Ktoś 01.11.2021 15:38
Szczęść Boże
Mam jedno takie osobiste nurtujące pytanie
Minanowicie chodzi o kwestię robienia znaku krzyża chociażby w sytuacji modlitwy przy posiłku albo innych jak na przykład modlenia się po cichu na przykład będąc gdzieś w jakimś gronie.
Mam z tym problem bo nie raz mam takie jakieś obawy zachamowanie, jakby wstydliwość żeby jednak ten znak krzyża zrobić. Dodam też że jestem dość rozbity chociażby w kwestii określania ciężkości grzechu i mam wrażenie że trochę świruje czasem na różnych punktach także już czasem nie wiem czy to sumienie mówi mi żeby się pomodlić się, zrobić ten znak krzyża bo to tak jakby odwróciły się od Boga jakby go znieważył jak tego nie zrobię czy gdzieś pewne rzeczy są moim wymysłem.
Wyczytałem już tutaj że taka wstydliwość to nie grzech ciężki i kilka innych, też wyczytałem że może jednak warto czy że to chyba nie duży problem zrobić znak krzyża.
Z drugiej strony ja nie widziałem nikogo kto idąc ulica czy w różnych innych miejscach jakaś nie wiem praca, szkoła robił by znak krzyża kończąc modlitwę nawet nie przypominam sobie księdza jakiegoś żeby znak krzyża wykonywał tak trochę nagle chociaż prawdopodobnie po skończonej modlitwie czy jako formę modlitwy.
I teraz moje pytanie zagubionej duszyczki jest co robi czy to jest grzech czy nie (wyczytał ze ciężkim grzechem nie jest najpewniej) ale ja sam już nie wiem, nie wiem co robić jak postępować i jak postąpić w tej sprawie w takiej sytuacji.
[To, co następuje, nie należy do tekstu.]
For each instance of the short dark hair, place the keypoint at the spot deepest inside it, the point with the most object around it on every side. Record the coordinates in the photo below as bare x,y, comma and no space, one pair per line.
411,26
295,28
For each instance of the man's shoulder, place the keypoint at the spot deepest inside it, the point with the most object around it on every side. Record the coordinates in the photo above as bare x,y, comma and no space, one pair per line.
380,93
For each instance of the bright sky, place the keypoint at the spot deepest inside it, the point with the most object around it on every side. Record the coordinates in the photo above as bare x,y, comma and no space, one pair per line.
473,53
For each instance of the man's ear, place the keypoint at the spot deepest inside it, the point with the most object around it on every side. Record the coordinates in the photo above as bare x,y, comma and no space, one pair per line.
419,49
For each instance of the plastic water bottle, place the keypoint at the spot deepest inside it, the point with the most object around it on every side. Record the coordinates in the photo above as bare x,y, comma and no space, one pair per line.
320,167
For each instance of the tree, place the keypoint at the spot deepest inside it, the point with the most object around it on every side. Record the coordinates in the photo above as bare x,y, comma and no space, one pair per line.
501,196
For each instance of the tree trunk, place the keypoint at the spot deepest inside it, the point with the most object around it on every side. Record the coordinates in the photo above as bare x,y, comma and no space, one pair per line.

Przepraszam jeśli zbyt zawile pisze.
Rozumiem że trudno tu mi cokolwiek zwłaszcza sensownego napisać ale może jednak coś co bym mnie chociaż trochę Nakierowało może uspokoił się da
Nie wydaje mi się, by wstydzić się zrobić znak przed kapliczką albo przed posiłkiem było zaraz grzechem ciężkim, choć na pewno nie jest powód do chluby. Zwłaszcza że, jak sugerujesz nie chodzi o wstydzenie się wiary jako takiej, ale pewnej ostentacji w tym względzie. Moim jednak zdaniem wstydzisz się tego zupełnie niepotrzebnie. Prawie nikt nie zwraca na to uwagi. No, chyba że przeżegnasz się akurat w takim momencie, że patrzysz się na kogoś przechodzącego. Wtedy może pomyśleć, że na jego/jej widok ;) Ale tak? Po prostu nie rozglądaj się czy ktoś patrzy, tylko się przeżegnaj.
J.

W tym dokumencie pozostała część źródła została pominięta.